According to an old Chinese proverb, the first generation makes the wealth, and the third generation destroys it. China will be hoping this rule of thumb doesn’t apply to third generation mobile telephony, or 3G as it is better known.
After years developing its own homegrown 3G network – via a proprietary technology called TD-SCDMA – the Chinese government finally issued a TD-SCMDA license to China Mobile in early January, The timing couldn’t have been better. In light of the economic slowdown, the 3G network will offer a welcome boost: it will require over Rmb200 billion ($29 billion) in investment. Mainland telecom equipment makers such as ZTE and Huawei are expected to get the big orders.
For handset makers, the 3G market has created a new playing field. After years of lagging behind foreign handset manufacturers in the 2G market (i.e. GSM and CDMA), domestic handset makers like Hisense and Zhongxing have been honing their TD-technology and have already released a slew of TD-cellphones. So far, LG and Samsung are the only two foreign manufacturers producing TD-handsets. Nokia has announced that it will start producing TD-compatible phones but no prototypes have been unveiled yet.
However, it remains unclear whether TD will rival foreign 3G technologies (W-CDMA, which was developed in Japan and Europe, and which has been deployed in 55 countries and American-developed CDMA2000 which is in 58). Indeed, rather alarmingly, China Mobile has been testing TD in the last year and reports the technology is still not ready. Wang Jianzhou, the firm’s CEO, said in an interview with Beijing News that trial users have complained of technology glitches, and dropped calls. Worse yet, the telecom operator is having a hard time integrating its core GSM network with TD-SCDMA.
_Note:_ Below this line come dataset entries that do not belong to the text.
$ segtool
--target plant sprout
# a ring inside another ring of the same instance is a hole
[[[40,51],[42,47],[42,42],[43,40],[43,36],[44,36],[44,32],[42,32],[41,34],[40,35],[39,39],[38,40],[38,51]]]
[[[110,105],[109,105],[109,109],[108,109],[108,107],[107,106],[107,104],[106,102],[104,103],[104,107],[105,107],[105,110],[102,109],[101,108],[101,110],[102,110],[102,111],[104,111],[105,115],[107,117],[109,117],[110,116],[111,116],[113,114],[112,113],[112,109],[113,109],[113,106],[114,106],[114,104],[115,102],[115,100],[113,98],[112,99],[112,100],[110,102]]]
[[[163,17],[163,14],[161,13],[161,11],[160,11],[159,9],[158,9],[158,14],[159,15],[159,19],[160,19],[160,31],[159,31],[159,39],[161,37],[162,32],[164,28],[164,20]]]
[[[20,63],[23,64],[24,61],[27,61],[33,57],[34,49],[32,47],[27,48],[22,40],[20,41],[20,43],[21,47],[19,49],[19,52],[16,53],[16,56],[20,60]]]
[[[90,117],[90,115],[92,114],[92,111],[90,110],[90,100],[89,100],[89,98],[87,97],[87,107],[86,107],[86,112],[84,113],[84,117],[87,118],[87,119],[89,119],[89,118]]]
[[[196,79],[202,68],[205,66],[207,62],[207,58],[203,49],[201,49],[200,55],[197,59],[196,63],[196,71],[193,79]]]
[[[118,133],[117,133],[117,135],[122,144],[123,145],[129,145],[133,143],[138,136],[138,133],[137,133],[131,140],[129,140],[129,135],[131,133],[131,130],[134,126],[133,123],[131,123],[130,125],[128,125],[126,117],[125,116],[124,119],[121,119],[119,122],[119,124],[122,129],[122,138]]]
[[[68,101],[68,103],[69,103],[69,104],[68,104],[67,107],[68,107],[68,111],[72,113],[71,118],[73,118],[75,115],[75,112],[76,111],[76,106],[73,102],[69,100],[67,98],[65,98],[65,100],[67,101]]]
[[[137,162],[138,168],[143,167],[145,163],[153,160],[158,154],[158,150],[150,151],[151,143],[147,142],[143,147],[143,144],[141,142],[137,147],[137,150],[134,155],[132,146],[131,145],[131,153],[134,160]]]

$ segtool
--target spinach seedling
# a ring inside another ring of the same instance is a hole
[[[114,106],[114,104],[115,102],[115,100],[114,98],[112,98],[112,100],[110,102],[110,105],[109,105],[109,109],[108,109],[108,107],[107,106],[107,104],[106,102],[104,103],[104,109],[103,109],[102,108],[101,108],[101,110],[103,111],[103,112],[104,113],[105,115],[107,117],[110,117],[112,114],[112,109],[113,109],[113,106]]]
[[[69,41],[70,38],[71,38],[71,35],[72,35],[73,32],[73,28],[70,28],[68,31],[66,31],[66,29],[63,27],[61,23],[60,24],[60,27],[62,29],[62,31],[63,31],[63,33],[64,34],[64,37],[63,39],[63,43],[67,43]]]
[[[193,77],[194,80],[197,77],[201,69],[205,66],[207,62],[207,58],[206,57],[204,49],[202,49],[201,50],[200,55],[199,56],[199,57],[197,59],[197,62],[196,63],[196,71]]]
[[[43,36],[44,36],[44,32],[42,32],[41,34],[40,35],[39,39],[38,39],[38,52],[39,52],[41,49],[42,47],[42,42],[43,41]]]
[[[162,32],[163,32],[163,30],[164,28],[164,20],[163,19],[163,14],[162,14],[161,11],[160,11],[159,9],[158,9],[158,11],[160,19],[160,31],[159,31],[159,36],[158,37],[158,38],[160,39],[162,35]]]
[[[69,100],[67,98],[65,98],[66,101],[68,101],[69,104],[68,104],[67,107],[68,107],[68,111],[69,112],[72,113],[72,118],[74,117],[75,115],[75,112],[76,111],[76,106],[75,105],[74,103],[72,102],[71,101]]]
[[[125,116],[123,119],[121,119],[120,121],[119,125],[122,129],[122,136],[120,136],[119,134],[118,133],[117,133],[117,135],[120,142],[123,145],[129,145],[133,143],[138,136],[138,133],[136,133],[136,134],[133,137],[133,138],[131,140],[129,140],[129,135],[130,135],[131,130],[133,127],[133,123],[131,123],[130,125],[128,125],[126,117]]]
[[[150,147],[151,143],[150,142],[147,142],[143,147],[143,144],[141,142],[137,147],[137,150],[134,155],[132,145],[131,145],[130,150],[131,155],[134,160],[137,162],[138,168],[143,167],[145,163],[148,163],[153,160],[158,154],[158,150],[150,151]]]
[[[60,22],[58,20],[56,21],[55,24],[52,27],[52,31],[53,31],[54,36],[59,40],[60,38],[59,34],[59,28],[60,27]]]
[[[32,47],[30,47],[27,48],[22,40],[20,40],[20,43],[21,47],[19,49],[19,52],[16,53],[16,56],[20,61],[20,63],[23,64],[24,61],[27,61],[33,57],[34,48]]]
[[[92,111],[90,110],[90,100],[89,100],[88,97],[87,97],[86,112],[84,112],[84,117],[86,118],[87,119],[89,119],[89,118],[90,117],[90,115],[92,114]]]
But getting the fledging technology to work is now China Mobile’s problem. Being the dominant player in the country’s telecom industry, China Mobile will be the only operator given the TD-license. With a subscriber base of 415 million and a market share of over 70%, China Mobile has the most muscle of any carrier in China – hence the decision to foist it with an undertaking of this scale. Meanwhile, the smaller operators China Unicom and China Telecom will be given licenses for W-CDMA and CDMA2000 respectively.
Some industry observers wonder if the move to TD-SCDMA will damage China Mobile’s existing market share. An internet poll at Sina.com suggested 38% of 246,000 respondents would subscribe to China Mobile’s TD-SCDMDA service, whereas 38% said they would opt for China Telecom’s CMDA2000 and 24% for China Unicom’s W-CDMA.
So it sounds like there is still some convincing to do. The telecom operator predicts that 100 million subscribers will make the switch in the next three years. Nonetheless, with 614 million mobile accounts in the country, 3G promises enormous opportunities for everyone in the industry. As a vote of confidence, Telstra, Australia’s largest telecommunication company, recently announced the acquisition of two Chinese cellphone content and online music businesses, banking on the millions of subscribers who will be clamouring for 3G data services.
Many are hopeful that the 3G endeavour will be another example of China’s growing techno-clout. China thinks its own standard could be a winner and there is perhaps some mercantilist logic in its approach. As the world’s biggest domestic market, why pay royalties overseas when you can build your own, and perhaps even eventually sell that overseas too?
But then, a bit like the proverbial third generation family member, it could just prove wasteful. Juniper Research, a specialist telecoms consultancy, forecasts TD will get just a 15% market share of the Chinese market versus 65% for W-CDMA, and 20% for CDMA2000.